Wind River

With Thor and the Hulk pairing up in Thor: Ragnarok, and Spider-Man and Iron Man teaming up in Spider-Man: Homecoming, Hollywood has taken the next logical step and given Hawkeye and Scarlet Witch their own movie.


Set on a Native American reservation in Wyoming, this thriller follows a hunter (Jeremy Renner) and an FBI agent (Elizabeth Olsen), as they work together to investigate the murder of an 18-year-old woman. Continuing the socially conscious streak of Hell or High Water, writer Taylor Sheridan moves into the director’s chair, and gives the picture a dark, frosty atmosphere that’s not unlike those Scandi noirs you get on BBC Four about dysfunctional detectives wearing jumpers.

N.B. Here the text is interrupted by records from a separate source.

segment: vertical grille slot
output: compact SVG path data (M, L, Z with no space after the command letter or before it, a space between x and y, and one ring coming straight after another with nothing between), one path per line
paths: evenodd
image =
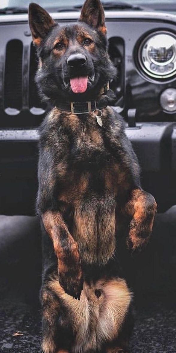
M41 102L38 89L35 82L35 76L38 68L38 58L35 47L31 43L29 70L29 108L31 113L37 115L42 114L45 109Z
M109 40L109 54L117 69L117 77L110 83L111 88L115 93L115 106L123 107L124 96L125 45L122 38L113 37Z
M6 48L4 79L4 107L10 115L18 114L22 107L23 45L21 41L10 41Z

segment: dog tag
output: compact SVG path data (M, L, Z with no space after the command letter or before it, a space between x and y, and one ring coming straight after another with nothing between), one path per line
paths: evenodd
M100 115L97 115L97 114L95 114L95 112L100 112ZM102 126L103 126L103 122L102 121L102 119L101 117L102 114L102 113L101 110L100 109L96 109L93 112L93 114L94 114L94 115L95 116L96 118L96 121L97 122L97 124L98 124L99 126L101 126L101 127Z
M98 124L101 127L103 126L103 122L101 116L99 116L98 115L96 115L96 119Z

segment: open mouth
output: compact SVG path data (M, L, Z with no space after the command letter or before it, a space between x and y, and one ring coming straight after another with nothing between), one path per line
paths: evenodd
M80 76L70 78L66 83L64 80L65 88L69 87L74 93L83 93L86 92L88 85L92 84L95 80L95 74L91 76Z
M74 93L83 93L87 88L88 76L70 78L71 88Z

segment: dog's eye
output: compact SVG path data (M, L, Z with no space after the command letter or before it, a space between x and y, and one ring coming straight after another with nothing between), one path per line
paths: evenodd
M83 42L83 44L85 45L89 45L92 43L92 41L90 38L85 38Z
M64 46L63 43L57 43L57 44L56 44L54 49L56 49L57 50L60 50L61 49L62 49L63 48Z

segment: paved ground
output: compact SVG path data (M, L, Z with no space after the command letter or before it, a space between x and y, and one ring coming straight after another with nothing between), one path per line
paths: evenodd
M133 264L140 292L131 353L176 352L176 234L175 206L157 215L150 246ZM41 279L39 234L36 219L0 216L1 353L41 353L40 312L34 304ZM13 335L18 332L22 335Z
M138 301L131 353L175 353L176 298L155 295ZM1 302L0 331L2 353L41 353L38 308ZM18 331L23 335L13 336Z

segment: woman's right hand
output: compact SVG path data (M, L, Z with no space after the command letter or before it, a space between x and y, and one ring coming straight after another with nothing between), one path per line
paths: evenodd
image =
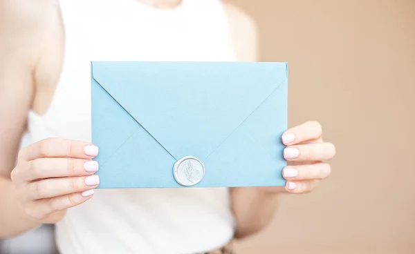
M57 138L20 150L11 178L28 215L54 224L67 208L89 199L100 183L98 164L91 160L98 154L91 144Z

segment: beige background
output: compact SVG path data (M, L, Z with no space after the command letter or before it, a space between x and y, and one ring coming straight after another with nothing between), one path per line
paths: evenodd
M261 61L288 62L290 126L320 121L338 151L238 253L415 253L415 0L229 1Z

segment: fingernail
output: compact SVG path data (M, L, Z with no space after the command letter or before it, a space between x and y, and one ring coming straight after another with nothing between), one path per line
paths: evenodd
M297 184L295 183L293 183L292 182L290 182L288 183L288 190L293 190L295 188L295 187L297 187Z
M85 191L82 191L81 193L81 196L85 197L89 197L89 196L92 196L93 195L93 190L85 190Z
M288 147L284 150L284 157L286 159L295 159L298 155L299 155L299 151L293 147Z
M85 177L85 184L89 186L94 186L100 184L100 177L93 175Z
M84 169L86 172L97 172L98 168L98 162L95 161L86 161L84 164Z
M282 171L282 175L285 178L295 177L298 175L298 171L295 168L284 168Z
M290 144L295 139L295 135L293 133L287 133L282 135L282 143Z
M88 156L97 156L98 155L98 148L95 146L86 146L84 148L84 152Z

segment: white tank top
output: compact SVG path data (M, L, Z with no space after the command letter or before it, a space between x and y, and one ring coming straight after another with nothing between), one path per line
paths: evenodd
M235 61L220 0L156 10L137 0L60 0L63 70L21 146L49 137L91 141L90 61ZM227 188L95 190L56 226L62 254L194 253L233 236Z

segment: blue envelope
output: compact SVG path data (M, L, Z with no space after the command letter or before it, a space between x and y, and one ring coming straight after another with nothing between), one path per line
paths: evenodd
M286 63L91 62L98 188L284 186Z

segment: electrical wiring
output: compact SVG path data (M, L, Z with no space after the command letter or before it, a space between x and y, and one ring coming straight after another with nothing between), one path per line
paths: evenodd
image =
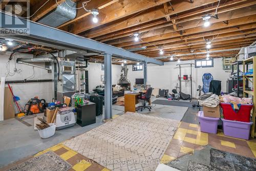
M35 77L35 67L33 67L33 73L32 74L28 77L28 78L26 78L25 80L30 80L34 78Z
M125 20L124 20L123 22L121 22L121 23L119 23L119 24L117 24L117 25L115 25L114 26L113 26L112 27L110 27L110 28L107 28L107 29L104 29L104 30L101 30L101 31L99 31L99 32L96 32L96 33L92 33L92 34L86 34L86 35L87 35L87 36L90 36L90 35L93 35L93 34L98 34L98 33L101 33L101 32L103 32L103 31L105 31L105 30L106 30L111 29L112 28L114 28L114 27L116 27L116 26L119 26L119 25L121 25L122 24L123 24L123 23L125 23L125 22L127 22L128 20L130 20L131 19L132 19L132 18L133 18L135 17L135 16L136 16L137 15L139 15L139 14L140 14L140 13L142 13L142 12L144 12L144 11L145 11L145 10L143 10L143 11L140 11L140 12L139 12L138 13L137 13L136 14L135 14L135 15L134 15L134 16L132 16L131 18L128 18L127 19Z
M219 0L219 3L218 4L217 7L216 7L216 10L215 11L215 14L211 15L211 16L217 16L218 15L218 8L219 8L219 6L220 6L220 3L221 2L221 0Z
M71 0L70 0L70 1L71 1ZM87 5L87 3L89 3L91 2L91 0L89 0L89 1L84 1L82 3L82 7L79 7L79 8L74 8L74 7L71 7L71 6L70 6L66 1L65 1L64 2L66 3L66 4L69 6L69 7L70 7L70 8L72 8L73 9L75 9L75 10L79 10L79 9L82 9L83 8L84 9L84 10L86 10L86 11L87 12L91 12L91 10L88 10L87 9L86 9L86 6ZM57 4L57 5L58 6L59 5L60 5L61 4L59 4L58 3L58 2L57 0L56 0L56 3Z
M25 17L20 16L18 16L18 15L15 15L15 14L12 14L11 13L8 12L7 11L5 11L5 12L6 13L7 13L7 14L11 14L11 15L14 15L14 16L17 16L17 17L20 17L20 18L30 18L32 17L32 16L33 16L34 15L35 15L35 14L36 14L36 13L37 12L38 12L38 11L40 10L41 9L41 8L42 8L45 5L46 5L46 4L47 4L49 1L50 1L50 0L48 0L41 7L40 7L36 11L35 11L35 12L32 15L30 15L30 16L29 16L28 17ZM2 10L0 10L2 11Z

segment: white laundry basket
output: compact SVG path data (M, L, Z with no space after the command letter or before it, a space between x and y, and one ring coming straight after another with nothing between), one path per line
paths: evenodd
M38 130L38 133L41 138L47 138L54 135L55 133L56 123L49 123L50 127L42 130Z

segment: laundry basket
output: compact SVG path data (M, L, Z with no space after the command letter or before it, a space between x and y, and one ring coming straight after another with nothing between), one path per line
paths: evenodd
M54 135L55 133L56 123L49 123L50 127L42 130L38 130L38 133L41 138L47 138Z
M250 122L251 110L253 104L242 104L239 110L234 112L229 103L220 103L225 119L240 122Z

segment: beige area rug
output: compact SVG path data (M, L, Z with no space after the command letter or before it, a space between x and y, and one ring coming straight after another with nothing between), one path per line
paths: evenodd
M64 144L113 170L155 170L179 121L127 112Z

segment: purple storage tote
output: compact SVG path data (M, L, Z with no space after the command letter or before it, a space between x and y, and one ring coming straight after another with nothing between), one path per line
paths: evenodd
M244 122L221 119L223 132L227 136L248 140L252 122Z
M220 118L204 117L203 111L198 112L198 117L201 132L215 134L217 133L218 121Z

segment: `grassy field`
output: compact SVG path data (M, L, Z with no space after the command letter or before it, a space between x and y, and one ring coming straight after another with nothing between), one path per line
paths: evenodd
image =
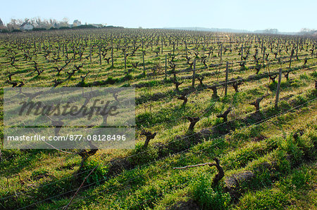
M1 148L0 209L63 209L97 164L69 209L316 209L316 46L163 29L1 34L3 87L135 87L136 146L99 150L80 169L77 154ZM263 96L256 112L250 103ZM194 129L188 117L199 117ZM156 133L147 147L142 131ZM224 171L216 184L216 166L173 169L214 158Z

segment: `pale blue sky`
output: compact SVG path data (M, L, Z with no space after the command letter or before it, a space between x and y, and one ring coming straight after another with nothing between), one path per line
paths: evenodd
M280 32L317 29L316 0L4 0L0 18L53 18L125 27L204 27Z

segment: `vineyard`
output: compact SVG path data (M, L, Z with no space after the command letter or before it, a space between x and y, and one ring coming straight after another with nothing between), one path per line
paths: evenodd
M0 34L2 87L134 87L136 105L132 150L0 147L0 209L315 209L316 46L167 29Z

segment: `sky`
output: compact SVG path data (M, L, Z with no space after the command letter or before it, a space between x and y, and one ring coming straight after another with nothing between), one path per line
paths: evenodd
M11 0L0 4L0 18L102 23L124 27L201 27L280 32L317 29L316 0Z

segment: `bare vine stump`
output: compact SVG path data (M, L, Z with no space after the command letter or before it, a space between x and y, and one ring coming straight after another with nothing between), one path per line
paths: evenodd
M150 140L154 138L155 136L156 136L156 132L152 133L151 132L145 131L144 130L142 130L141 131L141 134L144 135L144 136L145 136L147 137L147 139L145 140L144 145L143 145L143 147L147 148L148 145L149 145L149 143Z
M199 117L187 117L187 119L190 122L189 127L188 128L188 131L194 131L194 126L196 123L199 121Z
M185 106L186 105L186 103L187 103L187 100L188 100L187 97L186 97L186 94L183 94L181 96L178 97L178 99L184 100L184 102L182 103L182 106Z
M286 79L288 80L289 79L288 77L289 77L289 74L290 74L290 71L287 71L287 72L284 72L283 74L284 74L284 77L285 77Z
M213 159L216 162L216 164L209 164L209 166L215 166L217 168L218 173L217 174L216 174L216 176L213 180L213 185L216 186L219 184L219 181L223 178L223 176L225 176L225 172L223 171L223 167L221 167L220 165L219 159L216 157L215 157Z
M270 77L270 79L272 80L273 82L275 82L275 79L277 77L278 77L278 74L275 74L275 75L268 74L268 77Z
M252 103L250 103L251 105L253 105L256 107L256 114L260 113L260 102L266 97L269 96L270 94L266 94L263 96L262 97L256 98L256 100Z
M304 60L304 65L306 65L306 64L307 63L307 58L305 58L305 60Z
M237 79L230 79L232 83L232 87L235 88L235 91L236 93L239 92L238 87L240 84L242 84L243 79L240 77L237 77Z
M220 118L220 117L223 118L223 122L228 122L228 114L229 114L229 112L230 112L230 111L231 111L231 107L229 107L229 108L228 108L228 110L227 110L225 112L223 112L223 114L218 114L218 115L217 115L217 117L218 117L218 118Z
M204 78L205 78L204 76L197 77L197 79L199 81L199 83L200 83L201 86L204 85L203 82L202 82L202 81L204 80Z
M176 91L179 91L180 90L179 89L179 86L180 86L180 85L181 85L182 84L182 82L179 82L177 80L174 80L173 83L175 84L175 86Z
M80 167L78 169L78 173L81 171L82 167L84 166L85 162L89 157L97 153L98 151L97 147L94 145L90 140L88 140L88 144L92 149L90 150L80 150L77 154L82 158L82 162L80 163Z
M213 90L213 96L212 96L213 98L219 98L219 96L218 96L218 94L217 94L217 86L216 85L210 86L210 87L209 87L209 88L211 88L211 90Z

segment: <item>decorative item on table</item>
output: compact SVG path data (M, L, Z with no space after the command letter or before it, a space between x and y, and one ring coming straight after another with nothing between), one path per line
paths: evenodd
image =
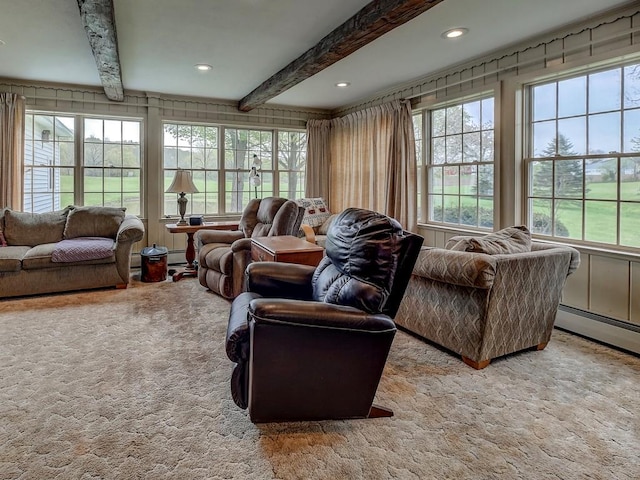
M249 185L253 187L256 198L258 198L258 187L262 183L262 180L260 180L260 174L258 173L260 166L260 159L254 154L253 162L251 164L251 172L249 173Z
M187 213L187 193L198 193L198 188L194 185L191 179L191 172L187 170L176 170L176 176L173 177L173 182L169 185L165 193L178 193L178 212L180 213L180 220L178 225L187 225L187 221L184 219L184 214Z
M202 215L191 215L189 217L189 225L202 225L203 216Z

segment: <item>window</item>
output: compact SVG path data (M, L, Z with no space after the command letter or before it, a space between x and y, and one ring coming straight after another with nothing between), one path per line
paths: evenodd
M76 204L126 207L140 215L140 129L139 120L28 112L24 211Z
M305 165L305 132L164 124L164 190L176 169L191 171L199 193L189 196L188 213L239 213L252 198L302 197ZM249 182L252 166L259 185ZM164 212L177 214L175 194L165 193Z
M25 115L25 212L51 212L73 204L75 120L57 115Z
M529 94L532 231L640 247L640 65L532 85Z
M415 138L415 142L416 142L416 177L418 178L418 184L416 186L417 188L417 195L418 195L418 220L422 219L422 199L424 198L424 195L422 195L422 191L423 191L423 186L422 186L422 181L421 179L423 178L423 171L424 169L422 168L423 164L424 164L424 160L422 158L422 152L423 152L423 148L422 148L422 113L419 113L417 115L413 115L413 136Z
M493 110L491 97L426 112L429 222L493 228Z

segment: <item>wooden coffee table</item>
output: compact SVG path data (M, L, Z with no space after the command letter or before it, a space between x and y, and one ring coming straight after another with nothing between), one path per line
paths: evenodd
M287 262L315 267L323 256L324 248L292 235L251 239L251 260L254 262Z
M196 259L196 248L193 241L193 235L198 230L237 230L240 222L204 222L201 225L177 225L175 223L167 223L165 227L171 233L186 233L187 234L187 250L184 255L187 259L187 266L181 268L172 275L173 281L177 282L182 277L197 277L198 269L193 264Z

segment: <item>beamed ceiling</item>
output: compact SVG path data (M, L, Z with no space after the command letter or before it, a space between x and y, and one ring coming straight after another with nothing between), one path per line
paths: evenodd
M331 110L634 3L0 0L0 77Z

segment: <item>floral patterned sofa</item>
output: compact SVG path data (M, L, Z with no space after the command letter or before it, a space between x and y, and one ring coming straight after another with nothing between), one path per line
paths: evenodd
M128 285L144 226L123 208L0 214L0 298Z

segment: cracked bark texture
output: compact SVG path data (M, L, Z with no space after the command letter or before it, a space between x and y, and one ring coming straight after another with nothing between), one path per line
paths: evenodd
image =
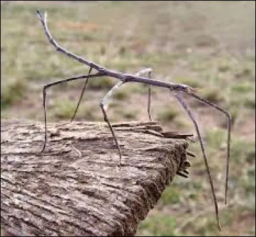
M122 153L120 167L105 123L49 123L46 149L40 153L42 123L2 120L1 220L5 231L134 236L186 162L188 142L178 134L164 132L156 121L113 125Z

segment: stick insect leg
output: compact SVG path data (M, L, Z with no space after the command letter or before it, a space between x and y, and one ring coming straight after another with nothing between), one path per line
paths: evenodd
M229 172L229 159L230 157L230 134L231 134L231 115L230 114L225 111L225 109L221 108L220 107L212 103L209 100L204 99L198 95L193 93L192 92L189 93L189 95L191 95L195 99L199 100L201 102L203 102L211 107L214 107L218 111L223 113L228 119L228 137L227 137L227 162L226 162L226 181L225 181L225 204L227 204L227 193L228 193L228 172Z
M148 78L151 78L151 72L152 72L152 68L146 68L144 69L141 71L140 71L137 73L135 74L136 76L140 77L142 74L144 73L148 73ZM147 111L148 111L148 118L150 121L152 121L151 118L151 113L150 113L150 105L151 105L151 86L148 86L148 107L147 107Z
M118 89L124 83L125 83L125 82L120 81L118 83L117 83L115 86L114 86L112 88L112 89L109 92L108 92L107 95L103 98L103 99L100 101L100 108L101 108L101 109L102 111L102 112L103 112L104 121L106 122L107 122L107 123L108 125L108 126L109 126L109 128L110 129L110 131L111 132L113 137L114 138L115 142L116 144L117 149L118 150L119 158L120 158L120 160L119 160L119 165L121 165L121 158L122 158L121 150L120 150L120 148L119 144L118 144L118 142L117 141L116 137L115 135L114 130L113 130L112 126L111 126L111 123L109 122L109 120L108 118L108 116L107 116L107 114L106 112L106 110L104 109L104 106L105 106L106 103L107 103L107 101L108 100L109 97L112 95L113 93L115 90Z
M90 68L89 72L88 72L88 75L90 75L90 74L91 73L92 70L92 67ZM72 116L72 118L71 118L71 119L70 119L70 122L72 122L72 121L74 120L74 118L75 118L75 116L76 116L76 112L77 112L78 107L79 107L81 101L82 100L83 96L84 95L85 89L86 88L86 85L87 85L87 83L88 83L88 80L89 80L89 79L88 79L88 78L86 78L86 79L85 79L84 87L83 88L82 92L81 92L81 93L79 100L78 100L77 105L76 105L76 109L75 109L75 112L74 112L74 114L73 114L73 116Z
M171 91L171 92L172 93L172 91ZM216 197L215 195L215 192L214 192L214 187L213 187L212 178L211 178L211 176L210 169L209 169L209 165L208 165L207 159L206 158L206 154L205 154L205 148L204 148L203 140L202 140L202 137L201 137L201 134L200 134L200 130L199 130L198 125L197 124L196 120L195 119L192 112L189 109L189 107L185 103L185 102L183 100L182 97L181 96L181 94L180 93L172 93L172 94L174 95L174 96L177 99L177 100L180 103L180 105L185 109L186 112L187 112L187 114L189 116L190 119L192 120L193 123L194 123L195 128L196 129L196 134L197 134L197 135L198 137L199 142L200 142L200 146L201 146L201 149L202 149L202 153L203 153L204 160L204 162L205 162L205 167L206 167L206 169L207 169L207 174L208 174L208 178L209 178L209 182L210 182L211 189L212 190L213 201L214 202L214 206L215 206L215 212L216 212L216 215L217 224L218 224L218 228L220 230L221 228L220 228L220 221L219 221L219 214L218 214L218 210L217 198L216 198Z
M90 75L81 75L77 77L70 77L66 79L63 80L60 80L56 81L54 82L51 82L49 84L47 84L47 85L44 86L43 89L43 107L44 107L44 143L43 146L43 148L41 151L41 152L43 152L44 149L45 149L46 146L46 143L47 143L47 111L46 111L46 89L51 86L57 85L58 84L66 82L70 80L79 80L79 79L88 79L88 78L92 78L92 77L102 77L103 76L104 74L102 73L97 73L95 74L90 74Z

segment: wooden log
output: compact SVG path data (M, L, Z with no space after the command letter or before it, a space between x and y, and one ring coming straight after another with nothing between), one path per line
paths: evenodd
M189 165L184 139L156 121L2 120L1 220L14 236L133 236L175 174ZM164 135L163 135L164 134ZM177 133L174 133L177 134ZM181 138L183 138L182 139Z

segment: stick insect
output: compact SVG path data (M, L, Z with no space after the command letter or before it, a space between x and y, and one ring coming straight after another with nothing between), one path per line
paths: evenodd
M218 203L217 203L217 199L215 195L215 192L214 192L214 188L212 183L212 180L210 172L210 169L208 165L208 162L207 159L207 156L205 153L205 146L203 142L203 140L202 139L201 136L201 133L199 130L198 123L195 118L195 116L191 112L191 109L189 109L188 105L187 103L185 102L183 98L183 95L188 95L192 98L200 101L200 102L202 102L216 110L220 111L220 112L224 114L224 115L227 117L227 160L226 160L226 175L225 175L225 203L227 204L227 191L228 191L228 164L229 164L229 158L230 158L230 133L231 133L231 116L230 113L225 111L225 109L221 108L220 107L218 106L217 105L211 102L210 101L208 101L204 98L202 98L199 96L198 95L196 95L195 93L195 89L193 89L193 88L186 85L186 84L175 84L175 83L172 83L172 82L165 82L163 80L154 80L152 79L150 77L150 72L151 72L151 69L150 68L147 68L146 70L142 70L139 72L135 75L132 74L129 74L129 73L121 73L118 72L115 70L109 70L108 68L106 68L102 66L100 66L98 64L96 64L92 61L90 61L89 60L87 60L81 56L79 56L71 52L68 51L61 46L60 46L56 41L55 40L52 38L52 35L50 33L50 31L48 29L47 24L47 13L45 12L44 15L43 15L41 12L37 10L36 10L36 13L37 16L42 23L42 25L43 26L44 33L46 34L46 36L49 42L49 43L52 45L52 46L55 48L55 49L59 52L61 52L63 54L65 54L66 56L78 61L79 62L83 63L87 66L89 66L89 71L87 74L85 75L80 75L76 77L70 77L60 80L58 80L54 82L51 82L49 84L47 84L44 86L44 89L43 89L43 106L44 106L44 125L45 125L45 133L44 133L44 143L43 146L43 148L42 149L42 152L43 152L46 146L46 143L47 143L47 112L46 112L46 104L45 104L45 100L46 100L46 90L47 89L61 84L63 82L67 82L68 81L72 81L72 80L82 80L82 79L85 79L84 84L83 88L83 90L80 96L80 98L78 101L77 105L76 108L75 112L74 113L74 115L71 119L71 121L74 119L76 112L77 111L78 107L80 104L80 102L81 101L83 93L85 91L88 81L89 79L95 78L95 77L113 77L116 79L120 80L120 82L118 82L115 86L114 86L107 93L107 95L103 98L103 99L100 101L100 107L102 110L102 112L103 113L104 116L104 121L108 123L108 126L109 128L109 130L112 134L112 136L113 137L116 147L118 150L118 155L119 155L119 164L121 165L121 160L122 160L122 153L120 150L120 148L118 142L118 140L116 139L116 137L115 135L115 132L112 128L112 126L108 119L106 109L105 109L105 105L107 103L107 102L109 97L111 96L113 93L115 91L116 91L120 88L122 86L125 84L125 83L128 82L137 82L137 83L142 83L144 84L147 84L148 86L148 117L149 119L151 120L151 116L150 116L150 86L157 86L159 88L166 88L167 89L170 90L170 92L171 95L174 96L174 98L176 98L177 102L180 104L180 105L184 108L186 113L188 114L189 118L193 122L195 128L196 130L196 132L199 140L200 145L201 147L202 152L202 155L203 158L204 160L205 167L206 167L206 171L207 172L207 176L208 176L208 179L209 181L210 186L211 186L211 192L212 195L212 198L213 198L213 201L214 203L214 207L215 207L215 212L216 212L216 220L217 220L217 225L220 230L220 221L219 221L219 215L218 215ZM97 71L97 73L92 74L92 69L94 69L95 70ZM145 73L148 73L148 77L141 77L141 75L145 74Z

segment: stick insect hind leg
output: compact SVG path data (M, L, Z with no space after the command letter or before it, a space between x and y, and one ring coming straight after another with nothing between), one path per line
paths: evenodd
M193 121L193 123L194 124L194 126L195 126L195 128L196 129L196 134L197 134L197 135L198 137L200 144L200 146L201 146L202 152L203 153L203 157L204 157L204 162L205 162L205 164L206 170L207 170L207 174L208 174L208 178L209 178L209 183L210 183L210 185L211 185L211 191L212 191L213 201L214 202L215 212L216 212L216 219L217 219L217 224L218 224L218 227L219 229L221 230L221 227L220 227L220 219L219 219L219 214L218 214L218 209L217 198L216 198L216 195L215 195L215 192L214 192L214 187L213 187L212 180L212 178L211 178L211 172L210 172L210 169L209 167L208 162L207 162L207 157L206 157L205 150L205 147L204 147L204 142L203 142L203 139L202 139L202 137L201 137L201 133L200 133L200 132L199 130L199 128L198 128L198 125L197 121L196 121L196 119L195 118L194 115L193 114L192 112L191 111L189 107L188 107L187 103L185 103L184 100L183 100L182 96L182 94L180 93L173 92L173 91L172 91L172 90L171 90L171 93L176 98L176 99L178 100L179 103L182 106L182 107L184 109L184 110L186 111L186 112L188 114L189 117L190 118L190 119Z
M46 147L46 143L47 140L47 111L46 111L46 89L53 86L58 85L61 83L67 82L71 80L79 80L83 79L89 79L92 77L102 77L104 74L100 72L98 72L95 74L87 74L81 75L77 77L70 77L66 79L57 80L54 82L51 82L44 86L43 89L43 107L44 107L44 142L43 148L41 152L43 152Z

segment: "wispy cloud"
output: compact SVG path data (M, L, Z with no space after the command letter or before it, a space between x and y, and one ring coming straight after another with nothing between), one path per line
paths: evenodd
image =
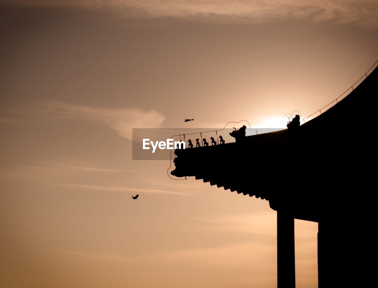
M132 139L132 129L158 128L165 118L155 110L145 111L137 108L107 108L75 105L57 101L44 104L48 110L72 117L84 117L104 122L120 136Z
M105 122L119 136L132 139L133 128L158 128L165 117L156 110L77 105L50 100L20 107L11 113L18 118L0 118L0 123L58 119L81 119Z
M116 192L130 192L135 193L155 193L159 194L172 194L175 195L187 195L188 194L181 192L175 191L161 190L159 189L152 189L146 188L139 189L130 188L127 187L115 186L99 186L95 185L86 185L68 183L45 183L46 185L63 187L71 187L74 188L84 188L94 190L111 191Z
M6 2L6 1L5 2ZM371 0L9 0L13 5L111 9L133 18L179 17L220 22L288 19L378 25L378 3Z
M91 260L109 262L128 262L130 260L124 256L116 254L108 253L90 253L79 251L58 251L59 254L65 254L85 258Z

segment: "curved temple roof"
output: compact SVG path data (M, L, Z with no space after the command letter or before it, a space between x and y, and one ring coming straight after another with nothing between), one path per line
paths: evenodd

At the same time, Wind River is in firmly American territory. Native American, to be precise, using Western imagery and Hollywood clichés to explore the uninhabitable wilderness into which the indigenous population are forced. As in the Sheridan-penned Sicario, the idea that the FBI would send a young woman into impossibly dangerous situations without back-up or appropriate footwear is quite unconvincing, but it’s nice to see how much Sheridan loves Clarice Starling. And there’s enough tension, intrigue and social commentary to keep things interesting.

Sheridan shoots the stunning, snow-engulfed landscapes with menace, soundtracked by the roar of snowmobile engines and another haunting score by Nick Cave and Warren Ellis. Stanley Kubrick’s The Shining echoes around the snow-covered mountains, driving home Sheridan’s message about the blood shed on Native American ground, and of violent history repeating itself.

Olsen and Renner are on good form. We meet him as he confronts a wolf, in a kind of rematch from that time he blew one up in The Bourne Legacy. You’d have thought a man with such a wounded puppy face would have better canine relations. My only major reservation (pun intended) is that there’s no reason why the character, whose whole family is Native American, shouldn’t be. In a film that’s explicitly about the plight of the Native Americans, this seems relevant. I know he’s called Hawkeye, but that doesn’t make it ok.